Friday, May 13, 2011
Poetry Ireland Introductions Part One
The first night of Poetry Ireland Introductions went very well last evening. A great audience, great listeners, sympathetic and ready to respond to every nuance. I was very pleased with my final selection, seven poems sandwiched by two past/present poems, the Ball of Twine to start and the Journey Back to finish.
The Ball of Twine was a late addition but got positive comments afterwards. I had my introductions scripted to ensure that I didn't ramble on so they may have been a bit brief and lacking in spontaneity but I was determined to avoid rambling. The poems were the most important element.

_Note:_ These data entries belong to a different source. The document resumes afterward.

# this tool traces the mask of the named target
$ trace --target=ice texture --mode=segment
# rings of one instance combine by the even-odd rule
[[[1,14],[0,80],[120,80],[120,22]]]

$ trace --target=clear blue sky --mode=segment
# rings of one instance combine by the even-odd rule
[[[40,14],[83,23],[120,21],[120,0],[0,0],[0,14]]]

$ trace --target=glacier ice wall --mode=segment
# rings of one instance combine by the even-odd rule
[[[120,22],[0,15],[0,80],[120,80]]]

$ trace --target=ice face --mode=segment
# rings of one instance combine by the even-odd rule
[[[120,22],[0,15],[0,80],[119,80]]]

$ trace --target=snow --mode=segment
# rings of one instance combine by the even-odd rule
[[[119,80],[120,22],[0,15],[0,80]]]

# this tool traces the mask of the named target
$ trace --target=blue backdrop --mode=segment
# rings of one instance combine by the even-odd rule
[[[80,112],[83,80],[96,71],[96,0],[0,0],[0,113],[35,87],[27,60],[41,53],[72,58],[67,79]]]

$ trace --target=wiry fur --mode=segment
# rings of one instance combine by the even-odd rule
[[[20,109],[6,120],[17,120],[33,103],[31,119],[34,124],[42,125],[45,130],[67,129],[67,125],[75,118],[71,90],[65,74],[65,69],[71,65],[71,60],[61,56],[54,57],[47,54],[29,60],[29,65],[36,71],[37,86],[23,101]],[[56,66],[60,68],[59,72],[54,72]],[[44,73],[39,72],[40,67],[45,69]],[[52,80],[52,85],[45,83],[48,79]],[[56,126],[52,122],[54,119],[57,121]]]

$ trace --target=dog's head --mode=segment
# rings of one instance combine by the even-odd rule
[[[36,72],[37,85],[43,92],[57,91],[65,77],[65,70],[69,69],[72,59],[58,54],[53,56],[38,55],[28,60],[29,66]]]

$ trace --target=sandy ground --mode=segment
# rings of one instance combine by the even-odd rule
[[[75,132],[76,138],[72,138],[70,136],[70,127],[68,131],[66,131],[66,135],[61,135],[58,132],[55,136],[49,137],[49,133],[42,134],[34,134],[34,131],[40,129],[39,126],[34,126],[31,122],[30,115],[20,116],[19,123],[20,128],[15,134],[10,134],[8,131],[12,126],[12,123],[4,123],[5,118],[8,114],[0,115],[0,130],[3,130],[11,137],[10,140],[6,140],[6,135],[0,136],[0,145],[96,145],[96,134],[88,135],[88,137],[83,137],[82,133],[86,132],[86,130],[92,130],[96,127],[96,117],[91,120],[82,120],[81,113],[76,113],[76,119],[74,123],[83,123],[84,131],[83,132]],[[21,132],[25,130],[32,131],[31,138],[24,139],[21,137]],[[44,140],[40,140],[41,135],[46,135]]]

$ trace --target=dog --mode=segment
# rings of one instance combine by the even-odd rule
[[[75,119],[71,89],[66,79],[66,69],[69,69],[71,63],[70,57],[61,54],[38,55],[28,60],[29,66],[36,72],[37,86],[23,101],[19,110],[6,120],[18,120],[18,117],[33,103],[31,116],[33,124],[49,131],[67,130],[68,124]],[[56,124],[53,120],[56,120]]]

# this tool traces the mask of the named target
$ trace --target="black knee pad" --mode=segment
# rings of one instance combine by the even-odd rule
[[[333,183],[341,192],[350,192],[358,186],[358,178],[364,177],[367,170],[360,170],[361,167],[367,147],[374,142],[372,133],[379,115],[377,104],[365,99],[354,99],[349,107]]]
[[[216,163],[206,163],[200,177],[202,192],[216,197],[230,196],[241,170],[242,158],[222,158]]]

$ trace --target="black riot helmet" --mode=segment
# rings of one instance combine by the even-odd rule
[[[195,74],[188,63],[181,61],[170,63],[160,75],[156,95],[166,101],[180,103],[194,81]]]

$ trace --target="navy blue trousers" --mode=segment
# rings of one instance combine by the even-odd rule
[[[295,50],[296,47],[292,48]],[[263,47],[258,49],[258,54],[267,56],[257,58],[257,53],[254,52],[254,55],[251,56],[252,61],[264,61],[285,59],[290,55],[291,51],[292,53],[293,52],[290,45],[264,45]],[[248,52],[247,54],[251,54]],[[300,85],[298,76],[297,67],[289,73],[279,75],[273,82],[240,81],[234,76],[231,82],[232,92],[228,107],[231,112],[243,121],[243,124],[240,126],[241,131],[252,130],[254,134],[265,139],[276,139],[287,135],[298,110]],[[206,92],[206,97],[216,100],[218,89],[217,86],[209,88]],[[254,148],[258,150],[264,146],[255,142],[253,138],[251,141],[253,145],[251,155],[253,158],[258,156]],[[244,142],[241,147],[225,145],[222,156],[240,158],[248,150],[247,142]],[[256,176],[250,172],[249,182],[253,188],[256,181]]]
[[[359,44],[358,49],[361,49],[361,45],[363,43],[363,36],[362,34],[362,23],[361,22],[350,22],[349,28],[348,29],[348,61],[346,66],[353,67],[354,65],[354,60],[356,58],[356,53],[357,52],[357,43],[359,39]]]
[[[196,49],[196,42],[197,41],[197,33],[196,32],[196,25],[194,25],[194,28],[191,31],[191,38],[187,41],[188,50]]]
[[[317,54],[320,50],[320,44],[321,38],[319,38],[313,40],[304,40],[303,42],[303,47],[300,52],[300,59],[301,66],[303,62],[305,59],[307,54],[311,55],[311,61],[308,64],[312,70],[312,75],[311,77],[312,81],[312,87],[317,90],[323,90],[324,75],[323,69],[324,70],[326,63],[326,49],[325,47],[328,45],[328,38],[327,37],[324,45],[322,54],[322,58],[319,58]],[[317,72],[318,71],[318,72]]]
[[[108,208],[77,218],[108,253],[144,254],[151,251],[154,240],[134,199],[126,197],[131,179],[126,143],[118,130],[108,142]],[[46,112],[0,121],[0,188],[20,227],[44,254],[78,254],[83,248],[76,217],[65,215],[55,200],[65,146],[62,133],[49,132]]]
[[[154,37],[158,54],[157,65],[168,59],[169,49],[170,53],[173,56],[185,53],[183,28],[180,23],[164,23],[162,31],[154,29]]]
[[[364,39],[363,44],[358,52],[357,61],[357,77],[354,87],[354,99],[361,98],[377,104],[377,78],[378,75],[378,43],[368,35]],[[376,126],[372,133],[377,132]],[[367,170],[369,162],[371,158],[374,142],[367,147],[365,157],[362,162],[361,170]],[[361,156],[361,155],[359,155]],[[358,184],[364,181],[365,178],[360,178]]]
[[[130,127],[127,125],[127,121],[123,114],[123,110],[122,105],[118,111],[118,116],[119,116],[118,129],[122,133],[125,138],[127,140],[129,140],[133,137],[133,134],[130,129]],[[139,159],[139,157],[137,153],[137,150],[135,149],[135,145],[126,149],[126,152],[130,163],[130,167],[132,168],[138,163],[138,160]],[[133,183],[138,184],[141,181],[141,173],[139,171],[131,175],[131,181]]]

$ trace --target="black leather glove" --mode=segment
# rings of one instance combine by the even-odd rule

Thanks to all who attended including Honor from LitLab and Orla, Paddy and Evan from Boyne Writers. Great to see fellow poets and bloggers Kate, Peter, Padhraig there as well. Thanks to Paddy and Donna's husband for the photos.
The Writers' Centre is a great venue. It's nice to read upstairs in a pub with an audience of fellow enthusiasts but there is an air of illegal back-room conspiracy about it. The Writers' Centre is a dedicated space, books on the shelves, art on the walls, notices of lots of other events and very friendly welcoming staff and audience. I read there once before at a Windows launch and loved the size of the room, the solid podium and the Sean MacSweeney Sligo bogscape on the wall makes me feel at home.
My fellow readers, Ainín Ní Bhroin, Kimberly Campanello and Donna Sørensen (right to left in the picture above) did very well. Many people remarked on the variety of styles and it's a tribute to Poetry Ireland and the judge, poet Alan Jude Moore that no narrow conception of poetry or poetic style was favoured. As I said before, I was the only male and the oldest by quite a distance and I played on both of these to get a little audience sympathy.
The second part of the Poetry Ireland Introductions 2011 takes place on Wednesday evening next in the Irish Writers' Centre at 6.30. The readers are Eleanor Hooker, Susan Lindsay, Barbara A. Morton, and J.S. Robinson.